Summary
The Lesetlheng community applicants brought this case before the Constitutional Court of South Africa on appeal from a High Court order evicting them from their farm. The Lesetlheng community is a subset of the larger Bakgatla-Ba-Kgafela community. The Lesetlheng communities’ ancestors purchased the farm in question in 1919, but owing to the racially discriminatory laws at the time, the ownership of the farm could not be transferred to the Lesetlheng community. Instead, the title deed stated that the property was held in trust by the state on behalf of the entire Bakgatla-Ba-Kgafela community.
Post-apartheid, the South African constitution attempted to rectify the impacts of discriminatory land laws. Section 25(6) of the constitution states: “a person or community whose tenure of land is legally insecure as a result of past racially discriminatory laws or practices is entitled, to the extent provided by an Act of Parliament, either to tenure which is legally secure or to comparable redress.” The 1996 Interim Protection of Informal Land Rights Act (IPILRA), enacted to implement that constitutional provision, defines informal rights to land and, in § 2, provides that “no person may be deprived of any informal right to land without his or her consent.” The Minerals and Petroleum Resources Development Act (MPRDA) vests control of all mineral and petroleum resources in the South African government, which is responsible for granting mining rights. However, the MPRDA requires a mining rights holder to consult with those possessing surface rights to the land before mining activities may begin.
The families’ appeal argued that: a) the companies could not mine without the Lesetlheng community’s consent, given their informal land rights under § 2 of IPILRA; and b) the community’s rejection of mining on land to which they held informal surface rights meant the companies needed to exhaust the mechanism provided by § 54 of the MPRDA, which requires negotiation of compensation before mining commences. The companies affirmed they had met with the Lesetlheng community, explained the mining process, and assessed how it would affect them, claiming that there had been no objections to the project by the community. Further, they argued that the MPRDA does not require an exhaustion of remedies prior to bringing the matter before a court.

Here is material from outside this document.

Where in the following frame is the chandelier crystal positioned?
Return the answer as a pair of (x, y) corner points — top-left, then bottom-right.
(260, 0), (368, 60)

The Constitution Court unanimously held that, notwithstanding a Bakgatla-Ba-Kgafela community meeting resolution regarding a lease agreement, § 2 of the IPILRA was not satisfied because a meeting with the governance structures of the broader Bakgatla-Ba-Kgafela community was neither a meeting with the actual rights holders to the farm (the Lesethleng community), nor did it afford those rights holders a reasonable opportunity to meaningfully engage in negotiation. Additionally, the Court held that § 54 of the MPRDA balances the interests of surface right holders with those of mining right holders, and, as such, the language of § 54 is mandatory. Therefore, the remedies set forth in § 54—in essence, state-mediated negotiation prior to the commencement of mining—should be exhausted before the issue is brought to court. The mining companies had not complied. Consequently, the applicants were deprived of their informal land rights in violation of the IPILRA, and the MPRDA had not been followed.
The Court upheld the community’s appeal and vacated the eviction order.